A man crosses a street during a blackout in Havana on Wednesday.Ramon Espinosa/The Associated Press
Cuba brought its national electrical grid back online on Thursday after the country had been largely without power for 16 hours in an outage that Energy Ministry officials linked to the oil blockade of Cuba imposed by the United States.
Cuba has frequently struggled to keep the lights on during a years-long economic crisis but the Communist-run government faces new challenges under increased pressure from U.S. President Donald Trump.
“The system doesn’t have the strength that it should have, but it is connected from Pinar del Rio to Guantanamo,” Lazaro Guerra, director of electricity for the Energy Ministry, told state television, referring to the entire west-to-east geography of the eyebrow-shaped Caribbean island.
Power generation still lagged with roughly 590 megawatts online, officials said, compared to its normal effective capacity of just under 2,000 megawatts, but electricity was gradually being restored.
In Havana, according to local utility EELH, roughly 36 per cent of the city had come back online – a process the company said would proceed gradually. Since the United States captured Venezuelan President Nicolas Maduro on Jan. 3, it has cut off Venezuelan oil shipments to Cuba, depriving the country of its most important source of imported oil.
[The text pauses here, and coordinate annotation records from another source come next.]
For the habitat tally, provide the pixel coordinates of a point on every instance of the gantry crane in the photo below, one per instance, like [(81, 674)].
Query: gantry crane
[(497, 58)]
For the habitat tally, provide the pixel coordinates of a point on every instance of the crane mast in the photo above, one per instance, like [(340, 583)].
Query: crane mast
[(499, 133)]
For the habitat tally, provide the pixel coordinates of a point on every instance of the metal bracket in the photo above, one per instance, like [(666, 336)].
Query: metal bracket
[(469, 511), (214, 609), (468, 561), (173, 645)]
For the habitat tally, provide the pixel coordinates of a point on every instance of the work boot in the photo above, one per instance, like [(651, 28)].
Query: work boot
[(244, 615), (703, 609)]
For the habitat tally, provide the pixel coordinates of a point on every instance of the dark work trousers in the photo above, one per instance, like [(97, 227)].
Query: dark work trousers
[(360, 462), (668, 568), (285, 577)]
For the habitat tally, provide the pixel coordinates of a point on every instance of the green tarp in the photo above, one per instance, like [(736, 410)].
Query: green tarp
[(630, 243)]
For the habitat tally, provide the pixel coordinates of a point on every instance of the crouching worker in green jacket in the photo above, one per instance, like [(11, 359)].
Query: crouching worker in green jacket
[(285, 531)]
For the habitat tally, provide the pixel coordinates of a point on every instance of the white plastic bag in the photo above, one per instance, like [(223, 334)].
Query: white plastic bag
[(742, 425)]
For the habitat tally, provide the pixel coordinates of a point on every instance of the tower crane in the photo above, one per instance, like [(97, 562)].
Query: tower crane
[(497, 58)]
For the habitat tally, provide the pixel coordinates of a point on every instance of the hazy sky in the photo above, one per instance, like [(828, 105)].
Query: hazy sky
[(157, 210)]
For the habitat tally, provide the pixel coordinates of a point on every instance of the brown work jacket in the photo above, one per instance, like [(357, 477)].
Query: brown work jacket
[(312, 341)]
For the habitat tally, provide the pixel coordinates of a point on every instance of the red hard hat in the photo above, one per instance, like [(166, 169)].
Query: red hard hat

The U.S. also threatened to impose tariffs on any other country that exported oil to Cuba, leading Mexico to suspend any planned shipments. The grid becomes more vulnerable to shutdowns when power generation is depressed.
The electric company Union Electrica (UNE) said on Wednesday the blackout was caused by an unexpected outage at Antonio Guiteras thermoelectric plant about 100 km east of Havana, and that repairs there would take three or four days.
“The current operational situation is fundamentally marked by the fuel shortage in the country. This shortage, coupled with the power outage [at the Guiteras plant], clearly triggered the system failure,” Guerra said.
When asked by a journalist if the outage was a direct consequence of the U.S. oil blockade, Guerra said, “Exactly.” Cuba has experienced a series of major, often nationwide blackouts in recent years, even before U.S. actions to block oil sales, as Venezuela had already cut back on shipments and with Cuba’s aging power grid in need of investment.